Au lieu de dénoncer cette musique « utilitaire », Jablonka y voit, lui, une vertu politique. « Ses chansons sont démocratiques, écrit-il, parce qu’elles font naître une émotion fédératrice », agrégeant « une communauté de fraternité et de solidarité ». Plus encore qu’un « mythe Goldman », il y aurait même, selon lui, une « nation Goldman ».
A lire !
Un film : “Yannick” (Quentin Dupieux)
Ces dernières années, Quentin Dupieux a habitué son public à des scénarios franchement loufoques (Fumer fait tousser, Le Daim, Mandibules). Dans son dernier film, Yannick, le réalisateur imagine qu’un membre du public d’une salle de théâtre interrompt la représentation en cours, en raison de sa médiocrité. Il s’appelle Yannick, il est gardien de parking, il a posé une journée de congé pour venir de Melun, et n’accepte pas d’être “pris en otage” par une pièce qu’il juge mauvaise. A son tour, il va prendre en otage les acteurs (avec un pistolet, de son côté) pour leur faire jouer autre chose.
En creux, le film pose mille questions : celle du consommateur-roi, pour qui l’ennui est interdit et qui se croit dans son droit de tout exiger ; mais aussi la question du “spectateur moyen”, souvent ignoré par le cinéma d’auteur.
Un petit bijou de 1h07 - soit tout juste 3mn de plus que la durée minimale pour être catégorisée comme un long-métrage !
Un podcast : Mais où va Twitter ? (Les Éclaireurs du numérique)

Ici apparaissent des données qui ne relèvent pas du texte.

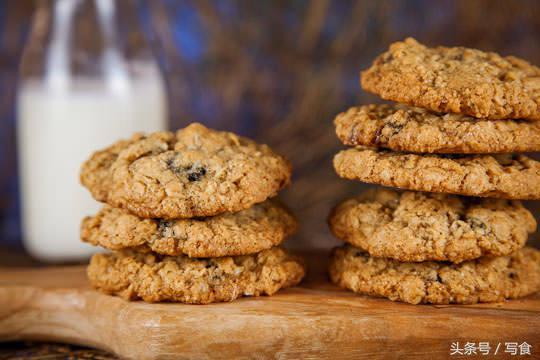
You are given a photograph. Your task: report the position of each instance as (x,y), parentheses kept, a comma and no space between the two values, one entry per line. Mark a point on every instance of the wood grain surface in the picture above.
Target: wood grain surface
(314,320)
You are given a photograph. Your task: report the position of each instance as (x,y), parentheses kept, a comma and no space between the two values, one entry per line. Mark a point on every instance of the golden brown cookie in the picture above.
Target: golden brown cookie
(456,80)
(415,226)
(488,279)
(502,176)
(410,129)
(154,278)
(249,231)
(193,172)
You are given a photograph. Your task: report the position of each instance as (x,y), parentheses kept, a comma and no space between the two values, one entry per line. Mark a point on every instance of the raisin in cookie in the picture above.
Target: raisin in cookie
(153,278)
(415,226)
(195,172)
(488,279)
(503,176)
(410,129)
(248,231)
(456,80)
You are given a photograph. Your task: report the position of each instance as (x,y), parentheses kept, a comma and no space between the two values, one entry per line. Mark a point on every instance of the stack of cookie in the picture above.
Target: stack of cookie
(462,137)
(188,218)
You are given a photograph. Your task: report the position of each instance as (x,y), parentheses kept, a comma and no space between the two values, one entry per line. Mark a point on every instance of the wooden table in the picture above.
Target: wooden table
(315,319)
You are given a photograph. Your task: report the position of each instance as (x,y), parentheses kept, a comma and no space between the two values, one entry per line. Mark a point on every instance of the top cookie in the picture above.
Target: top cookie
(195,172)
(412,129)
(457,80)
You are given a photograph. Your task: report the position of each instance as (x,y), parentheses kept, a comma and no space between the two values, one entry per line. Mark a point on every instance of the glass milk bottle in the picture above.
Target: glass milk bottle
(87,79)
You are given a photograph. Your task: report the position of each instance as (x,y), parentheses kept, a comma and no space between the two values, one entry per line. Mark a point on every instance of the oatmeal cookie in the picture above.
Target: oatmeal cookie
(456,80)
(195,172)
(248,231)
(507,176)
(154,278)
(410,129)
(414,226)
(488,279)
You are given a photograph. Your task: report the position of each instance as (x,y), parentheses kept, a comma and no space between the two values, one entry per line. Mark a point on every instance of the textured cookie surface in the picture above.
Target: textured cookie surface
(246,232)
(414,226)
(154,278)
(502,176)
(410,129)
(488,279)
(195,172)
(456,80)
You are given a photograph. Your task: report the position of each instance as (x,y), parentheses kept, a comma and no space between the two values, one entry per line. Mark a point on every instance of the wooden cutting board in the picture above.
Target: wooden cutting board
(314,320)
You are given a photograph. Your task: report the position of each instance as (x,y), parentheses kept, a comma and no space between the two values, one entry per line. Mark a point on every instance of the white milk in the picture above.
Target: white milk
(57,131)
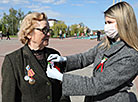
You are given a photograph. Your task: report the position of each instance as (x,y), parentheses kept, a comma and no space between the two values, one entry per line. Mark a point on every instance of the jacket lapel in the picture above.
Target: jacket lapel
(32,62)
(107,53)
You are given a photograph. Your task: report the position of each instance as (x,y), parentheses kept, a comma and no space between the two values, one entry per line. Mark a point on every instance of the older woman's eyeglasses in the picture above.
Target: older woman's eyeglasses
(45,30)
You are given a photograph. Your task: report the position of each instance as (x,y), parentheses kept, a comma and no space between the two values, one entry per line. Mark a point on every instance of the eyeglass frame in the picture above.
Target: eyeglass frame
(44,30)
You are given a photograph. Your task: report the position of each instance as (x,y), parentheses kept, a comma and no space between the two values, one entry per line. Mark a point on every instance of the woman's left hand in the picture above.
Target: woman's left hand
(53,73)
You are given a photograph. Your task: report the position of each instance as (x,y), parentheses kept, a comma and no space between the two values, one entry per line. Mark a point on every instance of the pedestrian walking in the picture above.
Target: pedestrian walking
(8,35)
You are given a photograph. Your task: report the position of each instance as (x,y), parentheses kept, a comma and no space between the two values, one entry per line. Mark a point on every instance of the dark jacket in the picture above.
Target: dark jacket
(16,89)
(112,83)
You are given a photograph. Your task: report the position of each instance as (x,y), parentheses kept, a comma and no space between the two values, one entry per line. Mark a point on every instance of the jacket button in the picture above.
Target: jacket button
(48,83)
(48,97)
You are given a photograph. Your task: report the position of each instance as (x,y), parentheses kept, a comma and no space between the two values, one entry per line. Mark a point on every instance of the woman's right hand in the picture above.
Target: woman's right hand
(56,58)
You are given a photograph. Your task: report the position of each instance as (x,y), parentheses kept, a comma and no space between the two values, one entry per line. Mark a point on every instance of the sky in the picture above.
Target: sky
(90,12)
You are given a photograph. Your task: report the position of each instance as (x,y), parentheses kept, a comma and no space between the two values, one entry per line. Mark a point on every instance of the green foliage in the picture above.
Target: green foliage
(11,22)
(60,25)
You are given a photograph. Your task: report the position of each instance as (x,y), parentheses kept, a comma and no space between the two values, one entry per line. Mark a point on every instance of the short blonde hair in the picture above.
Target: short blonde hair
(126,23)
(28,24)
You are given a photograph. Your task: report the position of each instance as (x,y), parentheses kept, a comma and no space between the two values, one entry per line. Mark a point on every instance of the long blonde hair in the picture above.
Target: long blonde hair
(28,24)
(126,23)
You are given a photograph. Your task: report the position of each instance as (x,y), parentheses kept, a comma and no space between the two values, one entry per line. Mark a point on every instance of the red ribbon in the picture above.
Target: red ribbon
(54,66)
(101,64)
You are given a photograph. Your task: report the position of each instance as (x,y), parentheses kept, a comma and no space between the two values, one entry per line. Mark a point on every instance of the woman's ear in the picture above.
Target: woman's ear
(29,36)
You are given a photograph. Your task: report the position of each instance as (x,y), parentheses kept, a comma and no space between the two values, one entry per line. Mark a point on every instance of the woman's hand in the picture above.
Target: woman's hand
(53,73)
(56,58)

Face à l'immense MuskBashing, et l'impossibilité pour les journalistes (qu'il déteste) d'avoir des interviews, il est difficile de se faire une réelle idée de la trajectoire de X/Twitter. “Mais où va Twitter ?” se demandent Les Eclaireurs du numérique dans leur dernier podcast.
On peut gloser ad nauseum sur la folie branding d'abandonner une marque connue mondialement (et dont le nom même est devenu un verbe), il faut en revanche reconnaitre que la plateforme semblait avoir bien besoin d'un nouveau Business Model. Couper les coûts et subir la baisse des revenus pour devenir rentable et se déployer ? Pourquoi pas, la métaphore du Phoenix reste dans le champ lexical ornithologique. Mais prendre pour nom une lettre, indéposable et donc impossible à valoriser, est pour le moins étrange.
La réponse business se trouve sans doute du côté de la Defi, du Dodgecoin et de leurs avatars, c'est à dire dans l'évolution vers une app de paiement, utilisant l'audience (payante) et les contenus (gratuits) pour faire aussi bien circuler l'argent que les opinions.
Pour l'instant, sur ce qu'on voit, aucun réseau n'a remplacé X/Twitter dans les pratiques des politiques, journalistes, et autres power people des idées. Les divers ajustements sur la modération, le shadow banning ou les community note font hurler bon nombre d'illustres utilisateurs, mais il parait que Musk est ravi que la plateforme recueille maintenant autant de confiance de la part des démocrates que des républicains. Une certaine vision de l'impartialité …
Tout ça pour dire qu'il faut écouter ce podcast, quitte à ce que cela vous contrarie.